In [1]:
import numpy as np
np.random.seed(1)
import sys
import sklearn
import sklearn.ensemble
from sklearn.compose import ColumnTransformer
from sklearn.pipeline import Pipeline
from sklearn.impute import SimpleImputer
from sklearn.preprocessing import StandardScaler, OneHotEncoder
%load_ext autoreload
%autoreload 2

import sys
sys.path.append('/home/avl/git/fork-anchor/')

from anchor import utils
from anchor import anchor_tabular

### Loading the dataset
This dataset is about predicting if a person makes more or less than 50,000 dollars

In [2]:
dataset_folder = 'http://mlr.cs.umass.edu/ml/machine-learning-databases/'
dataset = utils.load_dataset('adult', balance=True, discretize=False, dataset_folder=dataset_folder)

### Create feature transformation pipeline
Create feature pre-processor. Needs to have 'fit' and 'transform' methods. Different types of pre-processing can be applied to all or part of the features.
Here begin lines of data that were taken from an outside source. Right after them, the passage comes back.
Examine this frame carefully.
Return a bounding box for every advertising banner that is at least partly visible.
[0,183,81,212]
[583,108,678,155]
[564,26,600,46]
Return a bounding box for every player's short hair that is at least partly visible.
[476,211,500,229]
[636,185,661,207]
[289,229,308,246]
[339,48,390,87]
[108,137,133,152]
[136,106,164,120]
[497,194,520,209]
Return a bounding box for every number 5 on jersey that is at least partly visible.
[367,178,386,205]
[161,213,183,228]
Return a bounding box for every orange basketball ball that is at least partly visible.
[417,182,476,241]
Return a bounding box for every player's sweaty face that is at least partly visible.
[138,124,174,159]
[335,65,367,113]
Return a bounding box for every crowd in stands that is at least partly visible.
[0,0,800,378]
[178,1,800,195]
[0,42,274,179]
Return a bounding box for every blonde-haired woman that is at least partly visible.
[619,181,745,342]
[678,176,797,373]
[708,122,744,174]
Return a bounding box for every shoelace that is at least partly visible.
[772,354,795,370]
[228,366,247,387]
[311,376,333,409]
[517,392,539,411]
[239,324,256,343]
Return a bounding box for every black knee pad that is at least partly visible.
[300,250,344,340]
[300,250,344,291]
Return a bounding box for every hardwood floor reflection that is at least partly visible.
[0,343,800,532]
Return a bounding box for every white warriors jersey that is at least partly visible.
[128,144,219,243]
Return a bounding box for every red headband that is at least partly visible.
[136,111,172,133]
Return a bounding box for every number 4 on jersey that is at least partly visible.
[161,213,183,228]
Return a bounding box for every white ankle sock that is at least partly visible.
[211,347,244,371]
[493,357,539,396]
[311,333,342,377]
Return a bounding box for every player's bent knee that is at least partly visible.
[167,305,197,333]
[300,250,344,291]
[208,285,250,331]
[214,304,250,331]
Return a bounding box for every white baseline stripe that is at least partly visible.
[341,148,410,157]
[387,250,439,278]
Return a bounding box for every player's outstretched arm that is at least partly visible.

In the example below we will standardize ordinal features and apply one-hot-encoding to categorical features.

Ordinal features:

In [3]:
# ['Age', 'Hours per week']
ordinal_features = [x for x in range(len(dataset.feature_names)) if x not in dataset.categorical_features]
ordinal_transformer = Pipeline(steps=[('imputer', SimpleImputer(strategy='median')),
                                      ('scaler', StandardScaler())])

Categorical features:

In [4]:
categorical_features = list(dataset.categorical_features)
categorical_transformer = Pipeline(steps=[('imputer', SimpleImputer(strategy='median')),
                                          ('onehot', OneHotEncoder(handle_unknown='ignore'))])

Combine:

In [5]:
preprocessor = ColumnTransformer(transformers=[('num', ordinal_transformer, ordinal_features),
                                               ('cat', categorical_transformer, categorical_features)])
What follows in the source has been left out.